Described by Alternative Press as “what it would sound like if the Strokes and Interpol had a love child”. I don’t think I could explain it any better than that. The songs on The Freezing Atlantic range from energetic post-punk anthems to slower, more introspective songs. The album speaks to a range of creative ability that few bands are hanging their hats on these days. There are a couple of tremendous stand out songs on the album, specifically album anchor “God Is Going To Get Sick Of Me”, the cryptic lyrics of “In Combat” and “Another Seven Years”, and the controlled aggression of “Sixty Lives”.
Ok, I just named half of the album. Without even discussing my fondness for the desperation of “Mercy” or the lamentations sung in unison with great ryhtm section work on “Pretty Pet”. It’s one of the few songs on the album where the lyrics are relatively straight forward in terms of getting to the heart of the issue at hand.
Excuse my jingoistic desires for rock equality.

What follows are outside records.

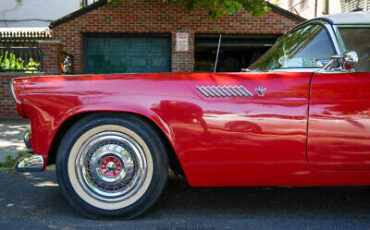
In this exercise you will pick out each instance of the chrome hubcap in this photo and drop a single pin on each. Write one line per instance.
(111, 166)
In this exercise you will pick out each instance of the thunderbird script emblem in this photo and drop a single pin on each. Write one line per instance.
(260, 91)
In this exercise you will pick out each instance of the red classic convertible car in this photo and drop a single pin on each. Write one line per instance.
(299, 117)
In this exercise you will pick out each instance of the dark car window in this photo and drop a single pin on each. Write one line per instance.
(357, 39)
(308, 47)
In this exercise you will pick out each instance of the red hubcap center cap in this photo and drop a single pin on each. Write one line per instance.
(111, 167)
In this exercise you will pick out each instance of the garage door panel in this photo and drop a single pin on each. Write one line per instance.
(127, 54)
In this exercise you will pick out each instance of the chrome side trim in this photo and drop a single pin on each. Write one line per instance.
(224, 91)
(30, 163)
(13, 92)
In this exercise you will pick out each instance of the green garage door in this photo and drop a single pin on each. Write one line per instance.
(127, 54)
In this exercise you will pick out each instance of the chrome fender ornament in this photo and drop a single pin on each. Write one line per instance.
(260, 91)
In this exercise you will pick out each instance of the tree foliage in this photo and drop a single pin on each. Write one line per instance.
(219, 8)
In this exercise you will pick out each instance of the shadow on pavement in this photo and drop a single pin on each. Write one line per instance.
(34, 200)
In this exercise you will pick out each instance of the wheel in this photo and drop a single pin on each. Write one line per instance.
(111, 166)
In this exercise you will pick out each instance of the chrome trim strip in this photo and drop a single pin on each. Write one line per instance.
(224, 91)
(30, 163)
(13, 92)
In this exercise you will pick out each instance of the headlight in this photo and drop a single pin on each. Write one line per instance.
(13, 92)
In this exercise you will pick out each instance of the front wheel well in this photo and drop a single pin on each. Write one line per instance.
(174, 162)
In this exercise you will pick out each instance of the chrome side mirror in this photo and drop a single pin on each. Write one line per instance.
(348, 61)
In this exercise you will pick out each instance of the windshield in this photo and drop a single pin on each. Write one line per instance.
(357, 39)
(307, 47)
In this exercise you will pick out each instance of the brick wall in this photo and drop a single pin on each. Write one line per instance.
(51, 56)
(154, 16)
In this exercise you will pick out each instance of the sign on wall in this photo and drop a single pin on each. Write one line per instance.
(182, 42)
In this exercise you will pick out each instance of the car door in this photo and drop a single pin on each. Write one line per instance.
(339, 117)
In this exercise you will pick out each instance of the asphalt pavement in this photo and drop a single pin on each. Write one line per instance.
(35, 201)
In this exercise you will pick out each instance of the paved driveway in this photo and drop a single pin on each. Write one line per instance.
(34, 201)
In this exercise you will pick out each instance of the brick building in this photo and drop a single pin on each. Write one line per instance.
(142, 36)
(152, 36)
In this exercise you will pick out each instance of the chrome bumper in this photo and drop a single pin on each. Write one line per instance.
(31, 163)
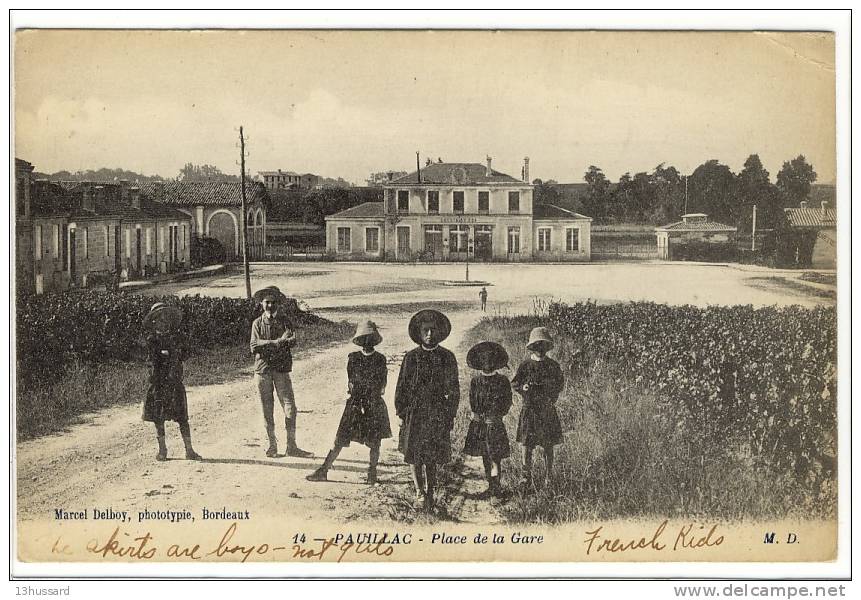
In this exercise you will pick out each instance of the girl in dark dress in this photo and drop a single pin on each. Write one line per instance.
(539, 381)
(165, 398)
(426, 400)
(490, 400)
(365, 419)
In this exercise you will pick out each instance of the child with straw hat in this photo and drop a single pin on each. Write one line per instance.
(426, 400)
(365, 419)
(539, 381)
(166, 399)
(490, 401)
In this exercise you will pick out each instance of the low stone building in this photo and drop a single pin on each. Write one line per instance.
(216, 210)
(693, 228)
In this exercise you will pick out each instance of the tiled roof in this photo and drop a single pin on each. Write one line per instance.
(362, 211)
(697, 226)
(292, 173)
(205, 193)
(811, 217)
(545, 212)
(455, 174)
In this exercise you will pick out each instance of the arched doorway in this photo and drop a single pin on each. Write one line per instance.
(222, 226)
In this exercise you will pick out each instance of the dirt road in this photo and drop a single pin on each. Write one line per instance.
(109, 462)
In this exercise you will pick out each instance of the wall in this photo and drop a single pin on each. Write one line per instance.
(357, 238)
(558, 237)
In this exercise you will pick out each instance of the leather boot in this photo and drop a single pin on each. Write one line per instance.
(292, 448)
(190, 454)
(322, 472)
(272, 451)
(162, 449)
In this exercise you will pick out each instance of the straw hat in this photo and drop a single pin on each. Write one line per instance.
(367, 329)
(269, 292)
(537, 335)
(487, 354)
(443, 325)
(164, 317)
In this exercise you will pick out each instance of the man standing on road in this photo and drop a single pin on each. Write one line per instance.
(272, 336)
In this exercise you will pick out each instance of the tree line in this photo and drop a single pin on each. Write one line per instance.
(659, 197)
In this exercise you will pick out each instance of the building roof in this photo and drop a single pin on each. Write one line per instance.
(362, 211)
(548, 212)
(455, 174)
(205, 193)
(271, 173)
(811, 217)
(703, 225)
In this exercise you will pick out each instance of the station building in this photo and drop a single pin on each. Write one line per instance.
(458, 212)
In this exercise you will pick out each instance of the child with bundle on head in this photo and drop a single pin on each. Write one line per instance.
(365, 419)
(539, 381)
(165, 398)
(490, 401)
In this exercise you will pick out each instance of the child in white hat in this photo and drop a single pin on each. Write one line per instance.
(165, 398)
(490, 401)
(365, 419)
(539, 381)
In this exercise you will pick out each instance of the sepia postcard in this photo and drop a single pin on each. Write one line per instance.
(300, 302)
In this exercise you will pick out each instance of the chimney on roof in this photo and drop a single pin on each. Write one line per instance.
(158, 187)
(99, 197)
(87, 202)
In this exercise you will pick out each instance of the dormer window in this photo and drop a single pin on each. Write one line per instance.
(403, 201)
(457, 202)
(484, 202)
(433, 202)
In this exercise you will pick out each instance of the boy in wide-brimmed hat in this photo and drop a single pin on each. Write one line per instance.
(166, 399)
(490, 401)
(426, 400)
(272, 336)
(365, 419)
(539, 381)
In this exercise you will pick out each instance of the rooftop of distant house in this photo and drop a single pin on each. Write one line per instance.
(697, 222)
(814, 217)
(455, 174)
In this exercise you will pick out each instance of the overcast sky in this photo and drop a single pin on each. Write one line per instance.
(349, 103)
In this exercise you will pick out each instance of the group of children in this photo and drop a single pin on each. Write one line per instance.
(426, 397)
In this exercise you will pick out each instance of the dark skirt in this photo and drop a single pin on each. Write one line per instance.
(365, 421)
(539, 425)
(487, 437)
(166, 402)
(425, 438)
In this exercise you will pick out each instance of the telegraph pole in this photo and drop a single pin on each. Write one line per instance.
(244, 216)
(753, 231)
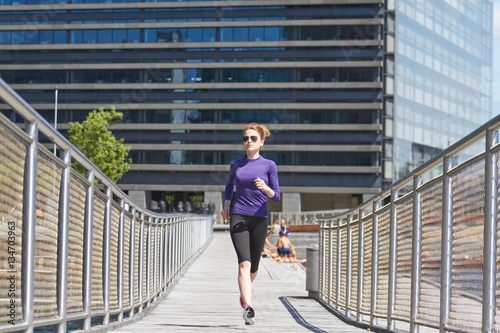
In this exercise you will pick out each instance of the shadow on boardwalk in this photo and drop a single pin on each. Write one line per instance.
(206, 299)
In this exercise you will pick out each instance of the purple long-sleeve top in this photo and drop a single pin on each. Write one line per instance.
(249, 200)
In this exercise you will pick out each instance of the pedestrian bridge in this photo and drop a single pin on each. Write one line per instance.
(77, 253)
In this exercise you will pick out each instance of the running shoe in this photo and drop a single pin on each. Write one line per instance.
(241, 302)
(249, 315)
(243, 305)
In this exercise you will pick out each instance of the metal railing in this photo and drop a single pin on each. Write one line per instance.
(423, 253)
(303, 218)
(76, 251)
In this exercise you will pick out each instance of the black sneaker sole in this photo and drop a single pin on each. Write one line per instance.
(249, 316)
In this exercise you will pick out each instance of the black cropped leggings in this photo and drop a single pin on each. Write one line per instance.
(248, 234)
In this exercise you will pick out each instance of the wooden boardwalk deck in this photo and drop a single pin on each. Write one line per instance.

But a good band from America is coming to a sweaty club near you a lot sooner than if they play every Academy gig in England first. In fact, Aberdeen City recently came to Philly and they are currently on the West Coast supporting this album. Missing their show at The Khyber in late October is “the one that got away” this fall. But I’ve got an impressive debut to tide me over until they find their way back to the East Coast.